CPIML General Secretary Dipankar Bhattacharya condemned the BJP’s bulldozer politics, warning that Yogi Adityanath’s model of repression would not be tolerated in Bihar. Standing in solidarity with the displaced Manjhi community (Musahar community) at Buddha Statue Chowk on 13 February, he held the Nitish Kumar government responsible for systematically displacing Dalits and the poor while failing to implement a resettlement policy in the past 20 years.

CPIML along with victims of the displacement began hunger-strike against the government’s inhuman move. CPIML MLA Gopal Ravidas along with affected Manjhi community members, including Sitabiya Devi, Seema Devi, Laxminiya Devi, Chhotu, and Kaushalya Devi, began fasting in protest.

Comrade Dipankar called out Jitan Ram Manjhi, demanding that he stand with his community rather than remain complicit in the oppression. Bhattacharya directly accused the government of uprooting Manjhi families to make way for the Deputy Chief Minister’s luxury residence, exposing the nexus of power and land grabbing in Bihar.

On the second day of the protest, large numbers of Dalit and Manjhi community members from across Patna joined the demonstration. Addressing the gathering, Gopal Ravidas launched a scathing attack on the Modi-Nitish double-engine government, accusing them of forcibly evicting Dalits and the poor from their ancestral lands while allocating valuable land to land mafias and powerful individuals.

CPIML MP from Ara, Sudama Prasad, also visited the protest site at Buddha Statue and expressed solidarity with the hunger strikers. He assured that the demand for the resettlement of the Manjhi community would be raised in the Lok Sabha. He questioned the massive urban development budget of the double-engine government and demanded to know why funds were not allocated for the rehabilitation of urban poor, street vendors, and labourers. Sudama Prasad highlighted the eviction crisis affecting the poor and demanded immediate resettlement of the displaced Manjhi families. He reiterated CPIML’s commitment to fighting for the rights of the landless and urban poor.

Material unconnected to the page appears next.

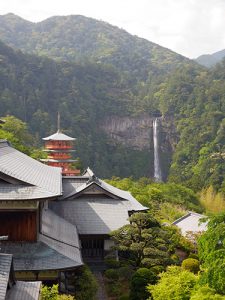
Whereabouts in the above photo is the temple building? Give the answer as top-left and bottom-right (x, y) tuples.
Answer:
(41, 122), (80, 176)
(0, 134), (147, 296)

Prominent social activists and leaders, including Vandana Prabha, Prof. Shobhan Chakravarti, CPIML State Committee members Jitendra Kumar, Anuradha Devi, Anay Mehta, RJD leader Phulena Ravidas, Navlesh Yadav, Mantu Sahu, Gurudev Das, Sharifa Manjhi, Manoj Manjhi, Chandra Bhushan Sharma, Tapeshwar Manjhi, Suresh Prasad, Vibha Gupta, Patna Municipal Secretary Abhyuday, and AICCTU leader Ranvijay Kumar, addressed the gathering.

The hunger-strike concluded on 15 February and witnessed a large number of students, workers, and activists joining the demonstration. Women from the affected families recounted their ordeal and demanded that the government immediately allocate alternative land for their resettlement.

CPIML MP Rameshwar Prasad, who visited the protest site near the Buddha Statue, declared that the party would continue its struggle until the permanent resettlement of the displaced Manjhi community is ensured. He stated that the Executive Officer of Patna Municipal Corporation had assured that there would be no further eviction until resettlement arrangements were made, following which the hunger strike was called off. CPIML MLA Gopal Ravidas offered juice to the protesters to formally conclude the strike.

Addressing the gathering, AIPWA General Secretary Meena Tiwari pointed out that the impoverished Manjhi community had been residing near the Buddha Statue for three decades without receiving any resettlement from the government. She said that the Nitish government of displacing the poor under the guise of the Smart City project. She also urged people to participate in large numbers in the upcoming “Badlo Bihar Mahajutan” [Transform Bihar] rally on 2 March at Gandhi Maidan.

The CPIML leadership warned that if the government failed to act, they would escalate the struggle by mobilizing people across Bihar.